Keywords: COVID-19; LAMP; RT-LAMP; SARS-CoV-2; coronavirus; point-of-care tests; reverse transcription loop-mediated isothermal amplification.

Figure 1

Scheme showing the comparison of reverse transcription loop-mediated isothermal amplification (RT-LAMP) with RT-PCR. Data is adapted from Dhama et al. [19].

Figure 2

Schematic representation displaying the process of the amplification for the RT-LAMP assay. Initially, the LAMP primers bind to the complementary target cDNA sequences (in the case of RNA viral detection), and dumbbell-shaped DNAs are produced. Then, during the cycling amplification step, several copies of such dumbbell DNAs are continuously produced. The products formed during the cycling amplification step are used in the elongation phase to generate amplified DNA with various sizes.

Figure 3

Steps in sample processing for the LAMP reaction, the LAMP reaction in a simple water bath, and the detection of amplicons.

Figure 4

Application of reverse transcription loop-mediated isothermal amplification (RT-LAMP) method for the detection of SARS-CoV-2. (A) Location of RdRp primer sequence in the SARS-CoV-2 genome. (B) Cross-reactivity test of the novel SARS-CoV-2 RT-LAMP assay to other common respiratory viruses. Viral RNA isolated from a COVID-19 positive patient was used as a positive control (PC). NTC, non-template control. (C) RT-LAMP based colorimetric visual detection of SARS-CoV-2 RNA standards. (D) Clinical samples from positive (+) or negative (−) COVID-19 cases. NTC: non-template control. (E) Schematic representation of the SARS-CoV-2 DETECTR method workflow such as RNA extraction. The DETECTR method that involves the LAMP preamplification, and Cas12-based gene detection, and visualization by a fluorescent reader or lateral flow strip (TwistDx). (F) LoD for DETECTR assay showing the fluorescence values using SARS-CoV-2 DETECTR assay (n = 6) using SARS-CoV-2 N2 gene in vitro-transcribed (IVT) RNA. Representative lateral flow results for the assay of samples with 0 copies per μL and 10 copies per μL viral RNA. (G) Lateral flow strips showing SARS-CoV-2 DETECTR assay results after 3 min of flow.

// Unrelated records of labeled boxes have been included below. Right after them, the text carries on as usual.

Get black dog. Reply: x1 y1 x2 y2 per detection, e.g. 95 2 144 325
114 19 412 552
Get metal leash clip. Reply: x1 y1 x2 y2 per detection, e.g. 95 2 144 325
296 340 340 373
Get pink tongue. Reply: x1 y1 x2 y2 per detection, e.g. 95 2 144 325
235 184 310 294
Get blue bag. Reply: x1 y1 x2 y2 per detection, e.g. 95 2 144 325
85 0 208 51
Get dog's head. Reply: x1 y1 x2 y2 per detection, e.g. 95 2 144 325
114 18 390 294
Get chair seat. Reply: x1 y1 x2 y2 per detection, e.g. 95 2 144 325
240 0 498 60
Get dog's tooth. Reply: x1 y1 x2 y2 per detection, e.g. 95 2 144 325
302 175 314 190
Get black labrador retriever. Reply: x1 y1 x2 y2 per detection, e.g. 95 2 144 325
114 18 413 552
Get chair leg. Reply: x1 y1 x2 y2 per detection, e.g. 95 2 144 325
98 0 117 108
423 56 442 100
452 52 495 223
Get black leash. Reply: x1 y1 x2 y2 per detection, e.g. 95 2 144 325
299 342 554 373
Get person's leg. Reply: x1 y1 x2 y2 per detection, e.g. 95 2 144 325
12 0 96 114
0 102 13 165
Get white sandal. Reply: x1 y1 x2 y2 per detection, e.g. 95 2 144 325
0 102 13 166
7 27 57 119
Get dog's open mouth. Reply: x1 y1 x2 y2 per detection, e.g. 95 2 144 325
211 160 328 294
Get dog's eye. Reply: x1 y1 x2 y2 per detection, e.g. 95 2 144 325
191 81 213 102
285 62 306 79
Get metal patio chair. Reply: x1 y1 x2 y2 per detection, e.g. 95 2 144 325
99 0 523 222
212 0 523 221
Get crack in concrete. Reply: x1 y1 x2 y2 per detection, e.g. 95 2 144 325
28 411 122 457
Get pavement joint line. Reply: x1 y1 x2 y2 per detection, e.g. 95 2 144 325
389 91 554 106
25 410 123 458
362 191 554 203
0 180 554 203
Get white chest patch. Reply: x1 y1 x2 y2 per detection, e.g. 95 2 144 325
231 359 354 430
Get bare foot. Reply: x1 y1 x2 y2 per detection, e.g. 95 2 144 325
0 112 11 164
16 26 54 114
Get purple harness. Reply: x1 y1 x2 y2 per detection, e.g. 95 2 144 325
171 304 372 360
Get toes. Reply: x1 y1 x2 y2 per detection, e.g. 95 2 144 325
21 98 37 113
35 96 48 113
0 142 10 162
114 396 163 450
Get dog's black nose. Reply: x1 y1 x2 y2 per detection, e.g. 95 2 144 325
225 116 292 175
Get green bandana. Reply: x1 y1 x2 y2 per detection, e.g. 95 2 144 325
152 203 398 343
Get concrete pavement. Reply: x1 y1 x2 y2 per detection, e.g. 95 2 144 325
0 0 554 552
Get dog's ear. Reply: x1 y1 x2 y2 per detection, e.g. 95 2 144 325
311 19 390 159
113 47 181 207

A–D are reproduced with permission from Lu et al. [70]. E–G are reproduced with permission from Broughton et al. [83].

Figure 5

Schematic representation of the future possible advances in RT-LAMP based point-of-care test (PoCT) for novel coronavirus disease (COVID-19). LAMP reagents can be loaded in a paper-based system for easy use, which can be heated after sample loading to get quick results. Another advancement will be the coating of the LAMP reagent on the walls of a reaction tube where a simple mixing of the sample with the buffer and heating will give the results. Similarly, an RT-LAMP test-strip, like a conventional pregnancy detection kit, can also be developed. The researchers will also explore the possibility of developing an RT-LAMP master mix that can react at room temperature, which will fully transform the current concept of RT-LAMP based diagnosis. Most advanced development will be a lab on a chip (or LAMP on a chip) with advanced microfluidics, sensors, and computer integration, which can also be connected with an electronic device like computer or mobile phone to analyze the results.